2º Capítulo - Da teoria à prática
Como foi mostrado no capítulo anterior, a teoria que o Maharshi
ensinou tinha como propósito único servir de base para a prática. No entanto, a demanda por prática acabou trazendo à tona
o aspecto da teoria que lida com o livre arbítrio e a predestinação, já que
muitos perguntavam por que se esforçar se tudo já estava planejado por Deus, ou
se todos retornarão à Fonte cedo ou tarde.

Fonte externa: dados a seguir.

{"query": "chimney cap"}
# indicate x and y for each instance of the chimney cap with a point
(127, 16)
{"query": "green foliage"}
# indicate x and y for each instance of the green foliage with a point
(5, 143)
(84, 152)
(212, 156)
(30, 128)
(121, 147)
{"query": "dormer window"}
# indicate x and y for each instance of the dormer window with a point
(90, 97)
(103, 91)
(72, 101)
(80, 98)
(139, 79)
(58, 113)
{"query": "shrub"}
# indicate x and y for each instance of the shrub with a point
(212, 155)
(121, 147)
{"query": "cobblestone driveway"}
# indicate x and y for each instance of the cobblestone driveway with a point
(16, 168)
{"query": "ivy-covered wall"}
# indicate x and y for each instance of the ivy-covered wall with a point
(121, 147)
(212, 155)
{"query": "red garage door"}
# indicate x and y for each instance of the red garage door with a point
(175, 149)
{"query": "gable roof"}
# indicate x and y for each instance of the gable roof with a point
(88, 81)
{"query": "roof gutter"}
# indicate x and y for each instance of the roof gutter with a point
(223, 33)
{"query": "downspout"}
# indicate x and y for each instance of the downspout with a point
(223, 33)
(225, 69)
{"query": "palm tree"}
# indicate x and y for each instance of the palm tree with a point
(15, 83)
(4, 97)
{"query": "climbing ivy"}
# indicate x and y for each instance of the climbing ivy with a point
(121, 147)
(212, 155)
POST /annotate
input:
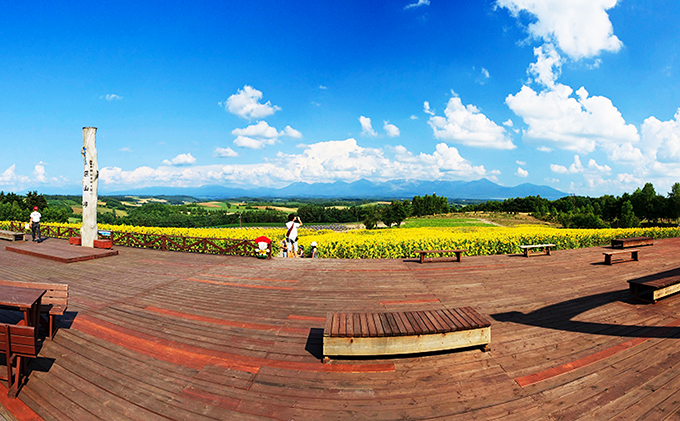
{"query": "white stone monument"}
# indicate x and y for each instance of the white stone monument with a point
(90, 182)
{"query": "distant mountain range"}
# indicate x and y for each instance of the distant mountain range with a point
(362, 189)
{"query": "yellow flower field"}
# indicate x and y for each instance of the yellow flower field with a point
(397, 243)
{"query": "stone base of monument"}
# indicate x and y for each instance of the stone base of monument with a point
(103, 244)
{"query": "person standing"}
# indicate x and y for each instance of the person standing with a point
(293, 224)
(35, 223)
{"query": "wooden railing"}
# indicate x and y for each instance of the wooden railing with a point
(227, 246)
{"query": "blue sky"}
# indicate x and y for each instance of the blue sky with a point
(580, 95)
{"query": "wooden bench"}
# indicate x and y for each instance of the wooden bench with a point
(424, 252)
(632, 242)
(544, 247)
(17, 342)
(11, 235)
(654, 289)
(54, 302)
(633, 254)
(363, 334)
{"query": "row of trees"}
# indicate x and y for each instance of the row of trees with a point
(625, 211)
(14, 207)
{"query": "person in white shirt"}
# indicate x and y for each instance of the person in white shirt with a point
(35, 223)
(291, 235)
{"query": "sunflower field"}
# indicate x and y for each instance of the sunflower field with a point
(398, 243)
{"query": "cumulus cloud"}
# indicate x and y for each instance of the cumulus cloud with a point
(366, 127)
(246, 104)
(577, 167)
(319, 162)
(573, 123)
(465, 124)
(257, 136)
(224, 153)
(291, 132)
(662, 138)
(418, 4)
(548, 65)
(40, 173)
(111, 97)
(391, 129)
(9, 177)
(181, 159)
(252, 143)
(580, 28)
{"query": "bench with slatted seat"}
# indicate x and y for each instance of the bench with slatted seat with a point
(651, 290)
(17, 343)
(422, 254)
(54, 302)
(609, 254)
(11, 235)
(544, 247)
(409, 332)
(632, 242)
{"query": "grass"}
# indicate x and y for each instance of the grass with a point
(444, 222)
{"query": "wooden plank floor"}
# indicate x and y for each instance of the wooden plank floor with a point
(161, 335)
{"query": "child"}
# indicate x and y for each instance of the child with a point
(284, 248)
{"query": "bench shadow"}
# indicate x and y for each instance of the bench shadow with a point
(559, 316)
(314, 343)
(66, 321)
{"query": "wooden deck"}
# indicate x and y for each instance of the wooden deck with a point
(60, 251)
(153, 335)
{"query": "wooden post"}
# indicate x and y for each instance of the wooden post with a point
(90, 183)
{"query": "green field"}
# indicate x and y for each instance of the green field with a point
(443, 222)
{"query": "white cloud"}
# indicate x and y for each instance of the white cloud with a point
(391, 129)
(466, 125)
(577, 124)
(418, 4)
(261, 129)
(10, 178)
(224, 152)
(547, 67)
(111, 97)
(580, 28)
(661, 139)
(289, 131)
(366, 128)
(246, 104)
(39, 173)
(319, 162)
(252, 143)
(181, 159)
(256, 136)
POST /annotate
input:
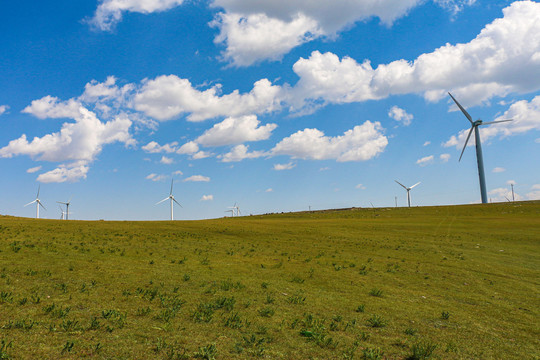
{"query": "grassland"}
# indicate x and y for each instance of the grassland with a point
(434, 282)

Um visitante que vinha de Bengal disse: "Shankara (Também conhecido
como Shankaracharya, (778-820 d-C), foi um grande J/umi, tendo escrito diversos
tratados e sistematizado do Advaita
Vedanta. Shankara
fez o hinduísmo reviver na índia, em uma época em que o Budismo Mahayana
dominava.)
diz que nós somos todos livres, não limitados, e que
retornaremos a Deus, de onde viemos, como as faíscas retornam para o fogo. Se
isso é assim, por que nós deveríamos evitar cometer más ações?" A resposta
de Bhagavan lhe mostrou que esse não é o ponto de vista do ego.
B.: É verdade que não estamos aprisionados. Quer dizer, para o
Eu Real não há prisão. E também é verdade que cedo
ou tarde você retornará à sua Fonte. Mas
enquanto isso, se você cometer más ações, como você as chama, você terá que
enfrentar as suas consequências. Você não pode escapar disso. Se um homem lhe
bate, você pode dizer; "Eu sou livre. Eu não sou afetado pela surra e a
dor não existe para mim. Deixa ele continuar batendo"? Se você realmente
chegou a esse ponto então você pode fazer o que quiser; caso contrário, qual é
a utilidade de apenas dizer em palavras que você é livre?

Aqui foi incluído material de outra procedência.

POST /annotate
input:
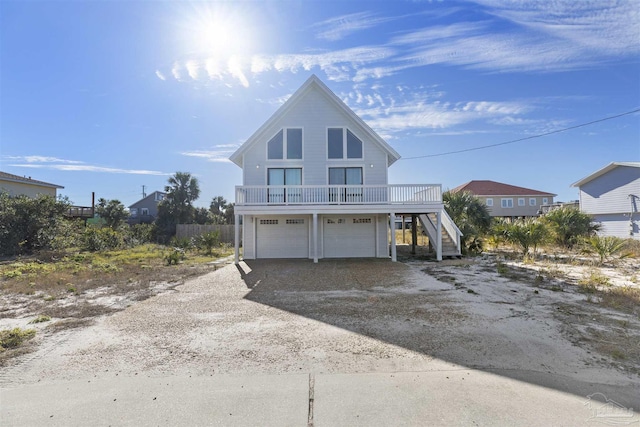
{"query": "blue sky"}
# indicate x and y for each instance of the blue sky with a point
(110, 96)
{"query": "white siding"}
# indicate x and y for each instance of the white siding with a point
(314, 114)
(609, 193)
(618, 225)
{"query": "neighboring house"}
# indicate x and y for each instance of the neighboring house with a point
(508, 201)
(315, 185)
(573, 204)
(145, 210)
(612, 196)
(16, 185)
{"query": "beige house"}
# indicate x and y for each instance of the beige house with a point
(17, 185)
(508, 201)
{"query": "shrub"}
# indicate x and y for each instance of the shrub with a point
(208, 241)
(568, 225)
(12, 338)
(100, 239)
(527, 233)
(29, 224)
(606, 247)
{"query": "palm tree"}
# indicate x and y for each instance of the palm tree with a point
(182, 191)
(569, 224)
(470, 215)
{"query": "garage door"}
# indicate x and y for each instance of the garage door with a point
(282, 237)
(349, 236)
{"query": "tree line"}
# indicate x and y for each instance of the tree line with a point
(29, 224)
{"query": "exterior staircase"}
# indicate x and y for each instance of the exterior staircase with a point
(450, 233)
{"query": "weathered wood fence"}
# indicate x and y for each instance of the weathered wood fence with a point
(192, 230)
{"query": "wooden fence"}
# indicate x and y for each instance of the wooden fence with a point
(192, 230)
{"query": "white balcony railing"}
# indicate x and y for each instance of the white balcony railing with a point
(338, 194)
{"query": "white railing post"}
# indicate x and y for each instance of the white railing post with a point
(236, 242)
(392, 220)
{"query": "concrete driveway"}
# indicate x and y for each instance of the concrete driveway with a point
(341, 342)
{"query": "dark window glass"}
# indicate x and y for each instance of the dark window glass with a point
(336, 176)
(354, 146)
(334, 137)
(275, 147)
(294, 143)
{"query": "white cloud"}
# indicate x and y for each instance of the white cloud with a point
(45, 162)
(341, 26)
(216, 156)
(192, 69)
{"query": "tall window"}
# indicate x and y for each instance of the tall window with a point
(350, 178)
(287, 142)
(343, 144)
(281, 177)
(506, 203)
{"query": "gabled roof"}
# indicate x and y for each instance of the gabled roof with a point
(492, 188)
(611, 166)
(312, 82)
(4, 176)
(151, 197)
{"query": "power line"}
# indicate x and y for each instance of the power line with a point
(525, 138)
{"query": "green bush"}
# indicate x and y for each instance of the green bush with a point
(208, 241)
(12, 338)
(101, 239)
(30, 224)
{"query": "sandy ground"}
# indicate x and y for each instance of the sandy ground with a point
(347, 316)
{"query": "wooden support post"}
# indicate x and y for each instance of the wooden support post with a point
(414, 234)
(315, 237)
(392, 220)
(236, 229)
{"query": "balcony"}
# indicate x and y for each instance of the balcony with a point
(274, 195)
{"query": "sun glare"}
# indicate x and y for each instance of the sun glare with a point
(216, 31)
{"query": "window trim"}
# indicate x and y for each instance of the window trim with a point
(345, 131)
(284, 158)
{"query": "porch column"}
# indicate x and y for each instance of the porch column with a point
(414, 234)
(392, 220)
(315, 237)
(439, 236)
(236, 229)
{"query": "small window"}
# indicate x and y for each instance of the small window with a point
(354, 146)
(362, 220)
(343, 144)
(274, 146)
(335, 221)
(334, 136)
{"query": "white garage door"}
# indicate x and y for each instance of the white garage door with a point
(349, 236)
(282, 237)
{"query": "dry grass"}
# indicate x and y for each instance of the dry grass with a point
(68, 287)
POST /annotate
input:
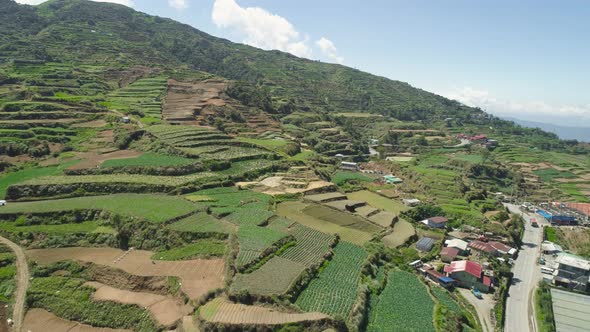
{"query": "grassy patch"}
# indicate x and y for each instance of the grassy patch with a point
(148, 160)
(201, 248)
(156, 208)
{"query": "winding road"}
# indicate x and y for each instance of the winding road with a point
(519, 306)
(22, 283)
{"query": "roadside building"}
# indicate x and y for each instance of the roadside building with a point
(425, 244)
(493, 248)
(435, 222)
(349, 166)
(449, 254)
(468, 274)
(440, 278)
(572, 271)
(460, 245)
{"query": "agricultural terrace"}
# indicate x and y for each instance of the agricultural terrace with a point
(143, 96)
(334, 291)
(68, 298)
(394, 309)
(222, 311)
(198, 276)
(203, 248)
(164, 309)
(275, 277)
(311, 248)
(350, 228)
(249, 211)
(155, 208)
(202, 223)
(206, 143)
(148, 160)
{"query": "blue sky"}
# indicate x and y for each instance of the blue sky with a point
(527, 59)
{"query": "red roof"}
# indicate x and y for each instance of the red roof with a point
(438, 220)
(470, 267)
(481, 246)
(449, 251)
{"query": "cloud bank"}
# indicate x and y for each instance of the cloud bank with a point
(263, 29)
(527, 110)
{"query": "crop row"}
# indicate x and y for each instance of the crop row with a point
(404, 304)
(334, 291)
(312, 245)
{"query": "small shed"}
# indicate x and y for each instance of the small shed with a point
(425, 244)
(449, 254)
(390, 179)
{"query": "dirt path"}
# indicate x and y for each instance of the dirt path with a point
(22, 283)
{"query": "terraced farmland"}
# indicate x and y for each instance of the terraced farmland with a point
(394, 310)
(155, 208)
(222, 311)
(311, 248)
(334, 291)
(273, 278)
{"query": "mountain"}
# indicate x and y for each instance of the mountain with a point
(564, 132)
(62, 30)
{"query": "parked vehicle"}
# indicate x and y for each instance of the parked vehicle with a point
(477, 293)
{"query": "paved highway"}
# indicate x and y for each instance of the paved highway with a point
(519, 306)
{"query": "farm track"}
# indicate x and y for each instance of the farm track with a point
(22, 283)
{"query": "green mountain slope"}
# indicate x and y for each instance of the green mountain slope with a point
(77, 30)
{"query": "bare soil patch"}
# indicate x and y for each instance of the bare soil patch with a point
(39, 320)
(198, 276)
(93, 159)
(165, 309)
(221, 310)
(90, 124)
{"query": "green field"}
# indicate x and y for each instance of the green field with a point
(394, 307)
(202, 223)
(78, 228)
(378, 201)
(155, 208)
(148, 160)
(30, 174)
(200, 248)
(334, 291)
(273, 278)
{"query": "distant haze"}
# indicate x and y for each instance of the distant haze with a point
(564, 132)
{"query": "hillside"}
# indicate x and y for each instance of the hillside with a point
(162, 179)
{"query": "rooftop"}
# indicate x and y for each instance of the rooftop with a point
(470, 267)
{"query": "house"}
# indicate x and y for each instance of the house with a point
(449, 254)
(390, 179)
(425, 244)
(550, 248)
(349, 166)
(440, 278)
(435, 222)
(458, 244)
(411, 201)
(493, 248)
(572, 271)
(468, 274)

O Bhagavan às vezes fazia declarações que superficialmente
pareciam ser afirmações da supremacia da predestinação. Quando ele abandonou o
lar na juventude, já estabelecido na Auto-Realização, a sua mãe o procurou e
finalmente o encontrou. Naquele momento ele não falava; portanto, ouvindo o
pedido de sua mãe para que voltasse para casa, escreveu sua resposta em um papel:
O Ordenador controla o destino das almas de acordo com o seu
prarabdha karma (karma a ser trabalhado nesta vida, resultante de ações em
vidas passadas). O que quer que esteja destinado
a não acontecer não irá acontecer, por mais que você se esforce.
O que quer que esteja destinado a acontecer
irá acontecer, não importando o que você faça para evitá-lo. Isso é certo. Portanto, o melhor caminho é permanecer em silêncio.
Às vezes ele também fazia declarações assim aos devotos.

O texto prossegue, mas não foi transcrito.